Here is a new test case (that you can write below the other one) that first creates a temp file (a “named” one so we can get its path), fills it with some text, and then runs our program to see if we get the correct output. When the file goes out of scope (at the end of the function), the actual temporary file will automatically get deleted.

use assert_fs::prelude::*;

#[test]
fn find_content_in_file() -> Result<(), Box<dyn std::error::Error>> {
    let file = assert_fs::NamedTempFile::new("sample.txt")?;
    file.write_str("A test\nActual content\nMore content\nAnother test")?;

    let mut cmd = Command::cargo_bin("grrs")?;
    cmd.arg("test").arg(file.path());
    cmd.assert()
        .success()
        .stdout(predicate::str::contains("A test\nAnother test"));

    Ok(())
}

What to test?

While it can certainly be fun to write integration tests, it will also take some time to write them, as well as to update them when your application’s behavior changes. To make sure you use your time wisely, you should ask yourself what you should test.

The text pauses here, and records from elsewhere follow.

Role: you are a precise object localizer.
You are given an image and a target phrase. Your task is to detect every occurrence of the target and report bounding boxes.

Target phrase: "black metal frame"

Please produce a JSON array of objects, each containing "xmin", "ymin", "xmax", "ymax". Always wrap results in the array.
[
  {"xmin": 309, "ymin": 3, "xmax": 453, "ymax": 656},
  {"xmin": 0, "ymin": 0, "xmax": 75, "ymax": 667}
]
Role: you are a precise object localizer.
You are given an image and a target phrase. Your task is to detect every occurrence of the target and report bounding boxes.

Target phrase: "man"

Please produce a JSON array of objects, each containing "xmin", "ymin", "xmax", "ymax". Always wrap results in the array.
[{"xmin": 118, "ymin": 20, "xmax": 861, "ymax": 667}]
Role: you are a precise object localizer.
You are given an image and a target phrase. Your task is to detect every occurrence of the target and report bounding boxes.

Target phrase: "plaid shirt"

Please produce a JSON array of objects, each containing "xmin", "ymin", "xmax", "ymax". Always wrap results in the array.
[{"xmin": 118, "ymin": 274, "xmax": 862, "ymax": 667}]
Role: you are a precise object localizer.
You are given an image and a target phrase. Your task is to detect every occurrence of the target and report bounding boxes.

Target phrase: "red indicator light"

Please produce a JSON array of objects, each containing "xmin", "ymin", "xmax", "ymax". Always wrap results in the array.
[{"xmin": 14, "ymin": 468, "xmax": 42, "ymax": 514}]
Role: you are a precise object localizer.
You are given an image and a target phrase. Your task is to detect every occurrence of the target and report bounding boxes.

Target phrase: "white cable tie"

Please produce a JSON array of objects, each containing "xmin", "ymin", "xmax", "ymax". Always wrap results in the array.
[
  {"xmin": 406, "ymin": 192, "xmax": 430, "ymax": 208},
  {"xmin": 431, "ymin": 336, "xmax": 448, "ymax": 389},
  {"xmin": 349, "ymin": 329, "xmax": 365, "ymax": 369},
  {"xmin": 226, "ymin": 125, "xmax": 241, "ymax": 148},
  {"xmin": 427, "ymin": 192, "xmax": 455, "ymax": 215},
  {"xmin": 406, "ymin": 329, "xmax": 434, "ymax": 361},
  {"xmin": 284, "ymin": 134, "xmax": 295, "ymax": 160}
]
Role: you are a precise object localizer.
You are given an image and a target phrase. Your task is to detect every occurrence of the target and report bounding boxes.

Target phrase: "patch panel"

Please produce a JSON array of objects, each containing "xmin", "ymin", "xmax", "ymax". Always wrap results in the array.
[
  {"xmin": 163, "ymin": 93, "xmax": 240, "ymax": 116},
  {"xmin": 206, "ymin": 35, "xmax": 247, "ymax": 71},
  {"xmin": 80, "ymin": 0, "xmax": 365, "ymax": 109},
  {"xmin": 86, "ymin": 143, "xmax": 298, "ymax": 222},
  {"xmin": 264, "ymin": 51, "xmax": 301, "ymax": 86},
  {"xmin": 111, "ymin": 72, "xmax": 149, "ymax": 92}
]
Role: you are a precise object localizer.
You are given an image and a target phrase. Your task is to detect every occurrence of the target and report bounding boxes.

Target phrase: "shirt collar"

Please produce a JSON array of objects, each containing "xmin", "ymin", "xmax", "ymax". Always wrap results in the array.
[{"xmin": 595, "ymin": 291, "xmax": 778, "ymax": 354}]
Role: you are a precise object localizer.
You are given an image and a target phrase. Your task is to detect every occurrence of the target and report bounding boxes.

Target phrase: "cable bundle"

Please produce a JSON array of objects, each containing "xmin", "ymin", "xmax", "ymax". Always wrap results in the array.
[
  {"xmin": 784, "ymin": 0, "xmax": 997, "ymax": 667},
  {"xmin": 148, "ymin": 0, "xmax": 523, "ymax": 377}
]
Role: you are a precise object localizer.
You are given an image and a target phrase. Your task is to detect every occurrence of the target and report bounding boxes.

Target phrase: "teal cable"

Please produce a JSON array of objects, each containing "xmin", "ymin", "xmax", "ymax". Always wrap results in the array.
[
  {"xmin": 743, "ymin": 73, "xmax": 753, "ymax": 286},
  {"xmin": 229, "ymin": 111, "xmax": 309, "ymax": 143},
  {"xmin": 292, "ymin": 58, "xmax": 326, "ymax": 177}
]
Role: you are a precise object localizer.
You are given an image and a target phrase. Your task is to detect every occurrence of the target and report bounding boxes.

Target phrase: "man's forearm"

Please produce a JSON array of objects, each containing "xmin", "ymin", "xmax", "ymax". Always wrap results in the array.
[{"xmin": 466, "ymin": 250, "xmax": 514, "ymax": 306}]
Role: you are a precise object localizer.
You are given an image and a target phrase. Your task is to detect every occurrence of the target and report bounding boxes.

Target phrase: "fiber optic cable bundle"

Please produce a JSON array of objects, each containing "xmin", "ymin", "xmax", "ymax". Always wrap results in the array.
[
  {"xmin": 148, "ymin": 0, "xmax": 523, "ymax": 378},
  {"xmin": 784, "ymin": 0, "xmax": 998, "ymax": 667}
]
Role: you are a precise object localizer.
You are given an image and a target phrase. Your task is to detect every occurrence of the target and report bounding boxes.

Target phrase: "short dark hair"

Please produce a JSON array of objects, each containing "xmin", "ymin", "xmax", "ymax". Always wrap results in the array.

In general it’s a good idea to write integration tests for all types of behavior that a user can observe. That means that you don’t need to cover all edge cases: It usually suffices to have examples for the different types and rely on unit tests to cover the edge cases.

It is also a good idea not to focus your tests on things you can’t actively control. It would be a bad idea to test the exact layout of --help as it is generated for you. Instead, you might just want to check that certain elements are present.

Depending on the nature of your program, you can also try to add more testing techniques. For example, if you have extracted parts of your program and find yourself writing a lot of example cases as unit tests while trying to come up with all the edge cases, you should look into proptest. If you have a program which consumes arbitrary files and parses them, try to write a fuzzer to find bugs in edge cases.